If we add the value of these products that were included in the food basket to the value of the three vital basic products (wheat, fuel and medicines) that the BDL used to sustain with its reserves, the total of subsidized goods that Lebanon imported in the first half of the year and that the BDL will stop supporting entirely. In the coming months, around $ 3.25 billion, which will represent a sudden and unprecedented pressure on the exchange rate in the parallel market.

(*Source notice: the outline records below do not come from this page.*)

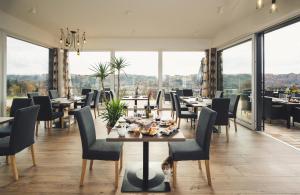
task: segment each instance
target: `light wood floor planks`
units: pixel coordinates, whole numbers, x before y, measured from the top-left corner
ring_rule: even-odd
[[[97,137],[105,138],[105,124],[95,120]],[[197,162],[179,162],[177,188],[170,194],[300,194],[300,152],[262,133],[238,126],[230,129],[226,142],[225,129],[214,135],[211,147],[212,187],[207,185],[205,169]],[[186,137],[193,137],[190,123],[182,120]],[[30,150],[16,155],[19,181],[0,157],[0,194],[121,194],[114,189],[114,163],[94,161],[87,169],[83,187],[79,187],[81,142],[77,125],[70,131],[44,131],[40,126],[36,145],[36,163],[32,166]],[[150,160],[162,161],[168,154],[167,143],[150,143]],[[142,160],[141,143],[125,143],[124,165]],[[124,167],[124,168],[125,168]],[[202,165],[202,167],[204,167]]]

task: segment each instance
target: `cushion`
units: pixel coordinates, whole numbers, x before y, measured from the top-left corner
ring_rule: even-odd
[[[173,160],[209,160],[209,154],[205,154],[195,139],[187,139],[184,142],[170,142],[170,155]]]
[[[12,125],[5,125],[0,128],[0,138],[10,136]]]
[[[197,114],[191,111],[181,111],[180,118],[197,118]]]
[[[104,139],[97,139],[89,146],[88,152],[83,156],[92,160],[113,160],[120,159],[123,143],[106,142]]]
[[[0,156],[9,155],[9,140],[9,136],[0,138]]]

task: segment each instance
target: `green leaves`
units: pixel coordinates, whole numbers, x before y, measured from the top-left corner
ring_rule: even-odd
[[[125,114],[125,104],[120,99],[113,99],[105,104],[101,118],[107,121],[107,126],[113,127],[121,116]]]

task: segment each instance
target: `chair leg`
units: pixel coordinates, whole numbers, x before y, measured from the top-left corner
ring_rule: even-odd
[[[86,162],[87,162],[86,159],[82,159],[80,186],[83,186],[83,180],[84,180],[84,175],[85,175],[85,170],[86,170]]]
[[[36,162],[35,162],[35,154],[34,154],[34,144],[32,144],[32,145],[30,146],[30,150],[31,150],[32,164],[33,164],[33,166],[36,166]]]
[[[15,155],[9,156],[10,162],[11,162],[11,169],[14,174],[14,178],[17,181],[19,179],[19,174],[18,174],[18,169],[17,169],[17,164],[16,164],[16,157]]]
[[[209,160],[205,160],[205,167],[206,167],[207,182],[208,182],[208,185],[211,186],[211,177],[210,177]]]
[[[94,161],[91,160],[91,161],[90,161],[90,171],[93,169],[93,164],[94,164]]]
[[[35,124],[35,136],[38,136],[39,124],[40,124],[40,121],[37,121],[36,124]]]
[[[237,132],[236,119],[233,119],[233,122],[234,122],[234,129],[235,129],[235,132]]]
[[[226,125],[226,139],[229,142],[229,133],[228,133],[228,126]]]
[[[119,161],[115,161],[115,188],[118,188],[119,184]]]
[[[201,160],[198,160],[198,166],[199,166],[199,169],[202,170],[202,167],[201,167]]]
[[[173,187],[176,187],[176,178],[177,178],[177,162],[173,161]]]

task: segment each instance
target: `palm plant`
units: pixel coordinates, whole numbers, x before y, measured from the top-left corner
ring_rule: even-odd
[[[128,63],[126,62],[125,58],[119,57],[113,57],[111,59],[111,63],[110,63],[112,69],[114,69],[115,71],[118,72],[118,91],[117,91],[117,97],[120,98],[120,73],[121,71],[124,72],[124,74],[126,75],[124,68],[126,66],[128,66]]]
[[[99,84],[102,86],[103,90],[103,99],[106,102],[105,88],[104,88],[104,80],[112,74],[112,70],[110,64],[99,62],[98,64],[92,65],[90,68],[94,72],[92,76],[99,78]]]

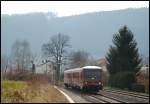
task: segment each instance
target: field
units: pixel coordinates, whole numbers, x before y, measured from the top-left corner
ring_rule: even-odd
[[[2,103],[67,103],[68,100],[49,84],[1,81]]]

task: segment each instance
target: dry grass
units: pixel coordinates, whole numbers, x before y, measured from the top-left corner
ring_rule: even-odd
[[[68,103],[68,100],[46,81],[1,81],[2,103]]]

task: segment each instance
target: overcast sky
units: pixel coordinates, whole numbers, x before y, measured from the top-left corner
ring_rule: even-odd
[[[149,1],[1,1],[1,14],[53,12],[61,17],[140,7],[149,8]]]

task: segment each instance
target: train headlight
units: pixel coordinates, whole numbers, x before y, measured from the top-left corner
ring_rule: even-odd
[[[102,83],[101,82],[99,82],[99,85],[101,85]]]
[[[85,84],[87,84],[87,82],[85,82]]]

In addition to all these factors, it is expected that some of the repercussions of the port bombing will represent an additional factor of pressure on the exchange rate and consequently on inflation rates in the markets. In practice, restoration and repair operations are expected to put pressure on the purchase of dollars in the parallel market, especially since these operations involve a large volume of imports of construction materials. Note that insurance companies tend to compensate affected people in Lebanese pounds in the event that it is proven that the history of the attack is not related to an act of sabotage or intentional terrorist, and they have informed the companies they hire. with them to be invoiced in Lebanese pounds exclusively.
In practice, government sources familiar with discussions on the exchange rate issue and alternative support mechanisms report that government options are very limited. The continuation of the subsidy according to the dollar delivery mechanisms for import, as it used to be, has become impossible since the Banque du Liban informed the government of a decisive position regarding its inability to infringe the remaining reserves they represent. banks’ mandatory reserves. Regarding the search for alternative sources of dollars to support imports, it is impossible after the government received a decisive position from the IMF and the World Bank in terms of providing some support during the next stage before the agreement on an integrated loan program. Taking into account that all donors were clear about their unwillingness to grant loans or direct donations to the Lebanese state before completing the understanding with the IMF. This was clearly demonstrated at the recent donor conference, whose aid was limited to humanitarian support directed at non-governmental organizations.
Consequently, the government will not have many options, with the exception of delivering vouchers of direct support to the neediest families, and financing the process by printing the local currency, as the government is doing today to finance all its operations, which will represent more pressure on the exchange rate and market rates, and more upward. In the proportion of citizens who slip below the poverty line.